CAMBRIDGE -The bartenders and waitresses at the Regattabar must have gotten quite the shock Thursday night. The Charles Hotel jazz club is normally filled with creative yet tasteful music - traditional-type jazz with chord changes, melodies, and solos. Rhythms you can snap your fingers to. Themes you can hum.
On Thursday night, all hell broke loose. David Torn, a ridiculously adventurous electric guitarist who sculpts his sound with electronics, brought his quartet Prezens to the club, and a heavy metal concert nearly happened. It was loud and crazy. To compare these musicians to a rock band, however, is to do them a disservice. They play a brand of free jazz that's primal and sophisticated.
Torn, alto saxophonist Tim Berne, keyboard player Craig Taborn, and drummer Tom Rainey engaged in extended improvisations that developed without predetermined structures or song titles. Their atonal, polyrhythmic jams reeked of chaos, and yet there was, in fact, structure beneath all the madness. Rainey bashed out irregular rock beats. Taborn stabbed the keys of his Fender Rhodes, eliciting blurts and beeps. Berne blew furiously, sometimes in circular patterns, sometimes randomly. Torn - wearing a Russian fur hat - did everything to his guitar short of ripping off the strings. When he ran out of phrases, he dragged the pick up and down the neck, manipulating the noise by twiddling the knobs on the bank of equipment that separated him from the audience.
It was the kind of music that could make a laid-back jazz aficionado go out and break stuff.
Torn is touring in support of an exceptional album, also called "Prezens," that ranks among the most invigorating jazz records of 2007. Compared to his show, the album is tame. Live, these guys never let up. They often seemed to be going in four distinct directions at once, but when they coalesce, the groove tethered them.

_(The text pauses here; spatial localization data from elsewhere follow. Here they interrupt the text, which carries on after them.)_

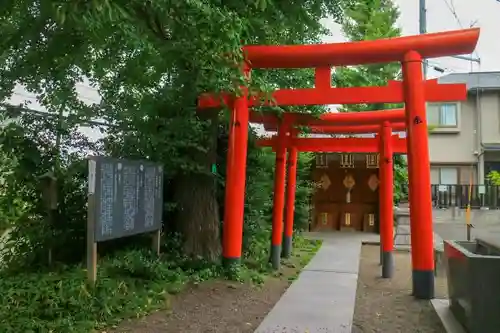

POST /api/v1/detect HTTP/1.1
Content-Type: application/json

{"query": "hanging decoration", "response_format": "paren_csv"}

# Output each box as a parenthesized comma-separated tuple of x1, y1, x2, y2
(368, 174, 380, 191)
(366, 153, 380, 168)
(340, 153, 355, 168)
(319, 173, 331, 190)
(343, 173, 356, 203)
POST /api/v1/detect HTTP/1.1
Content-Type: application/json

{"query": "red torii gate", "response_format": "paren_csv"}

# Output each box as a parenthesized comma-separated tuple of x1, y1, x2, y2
(197, 27, 479, 300)
(256, 116, 406, 279)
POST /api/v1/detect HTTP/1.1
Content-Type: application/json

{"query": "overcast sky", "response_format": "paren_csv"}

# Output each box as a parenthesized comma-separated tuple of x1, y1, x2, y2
(321, 0, 500, 75)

They didn't solo - not in the normal sense of the word, where one player steps to the forefront and the others lay out or comp - but they did have their moments. Midway through the first half-hour piece, Berne blew a stellar minute of smart, sharp cascades while Rainey urged him with an insistent rhythm. Moments later, Torn picked up the thread, playing just one note and bending it in half with the whammy bar, then playing one more note and bending that one in half, and then another. A lot of thought was put into this great and wonderful mess.